Crisis hídrica y energética en Quito y Cuenca desafía la sostenibilidad urbana

La escasez de agua y los cortes de luz complican los servicios básicos y llaman a la acción ciudadana para enfrentar el desperdicio y consumo desmedido.

La crisis energética y la falta de agua han puesto a Quito y Cuenca en alerta máxima, afectando el suministro de servicios esenciales como agua potable y tráfico, mientras los alcaldes Pabel Muñoz y Cristian Zamora apelan a la colaboración de la ciudadanía para superar esta emergencia. Con un déficit hídrico preocupante y un consumo elevado, las autoridades implementan medidas de racionamiento y campañas de concienciación para evitar un colapso urbano.

Crisis hídrica y energética en Quito y Cuenca desafía la sostenibilidad urbana

La situación hídrica y energética en Quito y Cuenca es crítica, con una disminución alarmante en el nivel de los embalses y un consumo excesivo que sobrepasa las recomendaciones internacionales. En Quito, el consumo diario de agua por habitante es de 146 litros, superando en 46 litros la cifra sugerida por la Organización Mundial de la Salud, que establece un consumo ideal de 100 litros por persona. Este exceso, equivalente a 133 millones de litros de agua diarios, representa un uso desmedido que exige acciones inmediatas para asegurar la sostenibilidad del recurso. Las autoridades han anunciado medidas de racionamiento en sectores clave, incluyendo barrios altos, donde la distribución se ve afectada por la necesidad de bombear agua desde los tanques de distribución.

El alcalde de Quito, Pabel Muñoz, destacó que la sequía y la irregularidad en las lluvias de este año complican aún más el abastecimiento. En respuesta, el municipio implementará cortes preventivos en ciertos horarios y disminuirá el caudal de agua en plantas claves, buscando que estas restricciones afecten lo menos posible a los habitantes.
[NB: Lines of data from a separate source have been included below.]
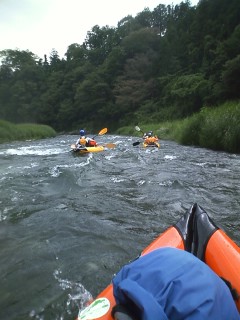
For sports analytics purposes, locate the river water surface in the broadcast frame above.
[0,135,240,320]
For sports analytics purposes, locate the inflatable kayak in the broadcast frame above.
[71,145,105,154]
[143,142,160,148]
[77,204,240,320]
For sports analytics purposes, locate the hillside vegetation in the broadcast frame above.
[0,0,240,150]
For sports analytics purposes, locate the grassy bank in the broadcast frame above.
[118,102,240,153]
[0,120,56,143]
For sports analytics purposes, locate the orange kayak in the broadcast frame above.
[77,204,240,320]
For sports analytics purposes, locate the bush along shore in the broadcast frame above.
[0,120,56,143]
[117,101,240,154]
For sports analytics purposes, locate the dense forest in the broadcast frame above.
[0,0,240,132]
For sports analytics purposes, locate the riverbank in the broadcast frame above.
[117,101,240,153]
[0,120,56,143]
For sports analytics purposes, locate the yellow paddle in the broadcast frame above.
[71,128,108,149]
[93,128,107,139]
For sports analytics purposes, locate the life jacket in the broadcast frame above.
[113,247,239,320]
[144,137,158,144]
[79,137,87,146]
[87,139,97,147]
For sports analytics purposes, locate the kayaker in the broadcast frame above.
[112,247,240,320]
[143,131,158,145]
[76,129,97,148]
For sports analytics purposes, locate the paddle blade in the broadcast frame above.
[98,128,107,136]
[133,141,141,147]
[135,126,141,131]
[104,143,116,149]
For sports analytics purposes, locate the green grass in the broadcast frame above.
[117,101,240,153]
[0,120,56,143]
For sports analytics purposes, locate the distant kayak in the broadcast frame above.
[71,143,116,155]
[77,204,240,320]
[143,142,160,148]
[71,145,105,154]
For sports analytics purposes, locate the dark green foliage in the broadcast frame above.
[0,0,240,148]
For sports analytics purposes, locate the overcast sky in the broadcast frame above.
[0,0,198,58]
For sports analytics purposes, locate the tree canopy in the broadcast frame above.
[0,0,240,131]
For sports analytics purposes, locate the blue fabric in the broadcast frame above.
[113,248,240,320]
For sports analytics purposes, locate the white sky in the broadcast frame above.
[0,0,198,58]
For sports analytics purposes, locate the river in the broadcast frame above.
[0,135,240,320]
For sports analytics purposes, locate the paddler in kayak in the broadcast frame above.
[76,129,97,149]
[112,247,240,320]
[143,131,158,145]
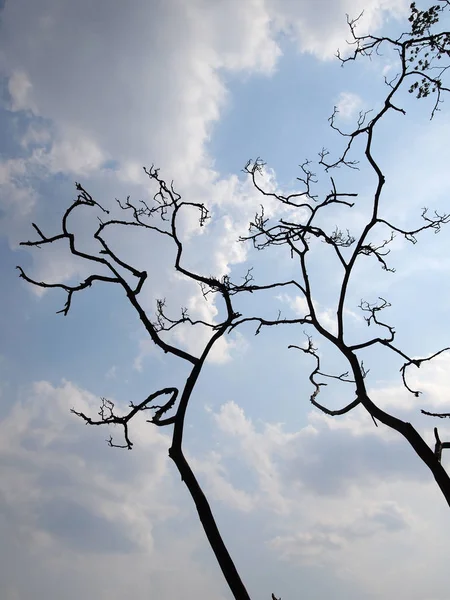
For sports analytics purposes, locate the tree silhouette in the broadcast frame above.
[18,0,450,600]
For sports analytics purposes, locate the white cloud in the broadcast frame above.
[0,381,229,600]
[336,92,363,120]
[8,71,36,112]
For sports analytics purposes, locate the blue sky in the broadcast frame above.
[0,0,450,600]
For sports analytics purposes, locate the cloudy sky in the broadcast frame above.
[0,0,450,600]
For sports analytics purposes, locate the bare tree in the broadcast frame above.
[18,0,450,600]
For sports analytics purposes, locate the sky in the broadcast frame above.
[0,0,450,600]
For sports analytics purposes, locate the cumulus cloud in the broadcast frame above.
[0,381,229,600]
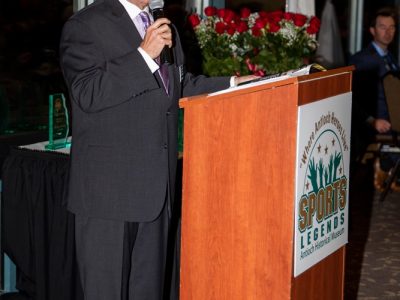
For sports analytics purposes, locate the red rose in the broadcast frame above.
[268,22,281,32]
[254,70,265,76]
[258,11,268,18]
[215,22,225,34]
[240,7,251,19]
[217,8,225,19]
[236,21,249,33]
[204,6,217,17]
[188,14,200,28]
[226,27,236,35]
[307,17,321,34]
[223,9,235,23]
[268,10,283,23]
[253,18,267,29]
[293,14,307,27]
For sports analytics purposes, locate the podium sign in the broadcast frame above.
[294,92,351,276]
[45,93,69,150]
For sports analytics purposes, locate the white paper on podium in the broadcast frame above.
[207,75,291,97]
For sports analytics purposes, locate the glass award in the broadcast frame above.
[45,93,70,150]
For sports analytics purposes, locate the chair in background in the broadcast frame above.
[380,73,400,201]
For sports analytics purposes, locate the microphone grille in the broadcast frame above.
[149,0,164,10]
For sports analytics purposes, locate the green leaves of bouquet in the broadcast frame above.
[189,6,320,76]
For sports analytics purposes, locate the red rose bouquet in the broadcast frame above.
[189,6,320,76]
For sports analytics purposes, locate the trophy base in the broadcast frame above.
[44,141,71,150]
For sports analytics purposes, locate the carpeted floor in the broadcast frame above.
[345,159,400,300]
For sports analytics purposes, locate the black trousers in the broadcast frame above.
[75,201,170,300]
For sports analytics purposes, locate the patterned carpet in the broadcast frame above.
[345,163,400,300]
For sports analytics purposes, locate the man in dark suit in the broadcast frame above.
[60,0,254,300]
[349,8,399,172]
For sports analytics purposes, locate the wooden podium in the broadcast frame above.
[180,67,353,300]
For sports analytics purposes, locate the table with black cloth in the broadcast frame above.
[1,143,182,300]
[1,148,83,300]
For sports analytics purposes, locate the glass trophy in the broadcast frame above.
[45,93,70,150]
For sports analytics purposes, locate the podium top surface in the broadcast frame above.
[179,66,354,108]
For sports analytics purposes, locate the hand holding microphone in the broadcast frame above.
[141,0,173,64]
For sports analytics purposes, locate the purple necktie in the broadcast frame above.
[139,11,169,94]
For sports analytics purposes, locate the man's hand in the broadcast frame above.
[235,75,260,86]
[140,18,172,59]
[372,119,391,133]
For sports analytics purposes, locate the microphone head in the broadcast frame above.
[149,0,164,10]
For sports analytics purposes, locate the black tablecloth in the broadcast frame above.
[1,148,83,300]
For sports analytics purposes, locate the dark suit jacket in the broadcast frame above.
[60,0,229,222]
[349,43,398,121]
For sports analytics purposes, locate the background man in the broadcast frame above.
[349,8,399,180]
[60,0,254,300]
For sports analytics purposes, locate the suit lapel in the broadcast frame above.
[105,0,142,47]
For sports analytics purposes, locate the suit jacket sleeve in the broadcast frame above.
[60,18,159,113]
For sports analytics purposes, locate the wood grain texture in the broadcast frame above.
[180,67,351,300]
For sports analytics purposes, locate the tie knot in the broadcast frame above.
[139,11,150,30]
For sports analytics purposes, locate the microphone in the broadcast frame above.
[149,0,173,64]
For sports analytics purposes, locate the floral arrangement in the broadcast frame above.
[188,6,320,76]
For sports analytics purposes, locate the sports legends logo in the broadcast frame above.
[295,96,350,275]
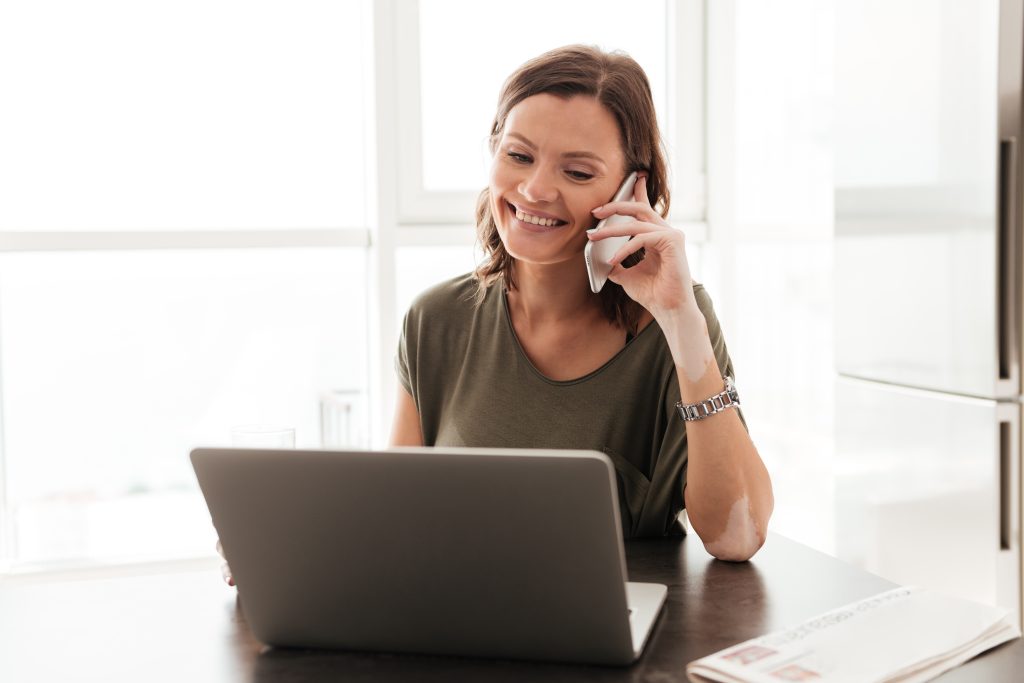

Además, se ha iniciado una campaña de concienciación para reducir el consumo. La alcaldía también ha dispuesto el despliegue de agentes de tránsito y habilitado espacios de trabajo con conectividad en distintos puntos de la ciudad para mitigar el impacto de los cortes de luz en la rutina de los quiteños.

En Cuenca, la situación no es menos alarmante. El alcalde Cristian Zamora informó sobre un déficit en las zonas de captación de Tomebamba y Culebrillas, donde la cantidad de agua es insuficiente para cubrir la demanda actual. A pesar de que la ciudad ha mantenido un ahorro del 12% en el consumo de agua, las autoridades advierten que se necesita reducir el consumo en un 18% adicional para evitar racionamientos más severos. Las medidas incluyen una reestructuración del abastecimiento y un llamado a la solidaridad entre ciudadanos para evitar un colapso. Zamora enfatizó la importancia de la colaboración comunitaria, señalando que, si bien el ahorro ha sido significativo, es fundamental que toda la población contribuya para que el suministro se mantenga sin interrupciones.

Crisis hídrica y energética en Quito y Cuenca desafía la sostenibilidad urbana

Tanto en Quito como en Cuenca, la crisis pone en evidencia la necesidad de prácticas de consumo más sostenibles y de una gestión eficiente de los recursos hídricos y energéticos. Las acciones preventivas buscan garantizar el abastecimiento y sostener los servicios básicos en medio de una situación de emergencia climática y social, que pone a prueba la resiliencia y el compromiso ciudadano. ¿Qué más medidas considera necesarias la ciudadanía para enfrentar esta crisis de agua y energía en sus ciudades?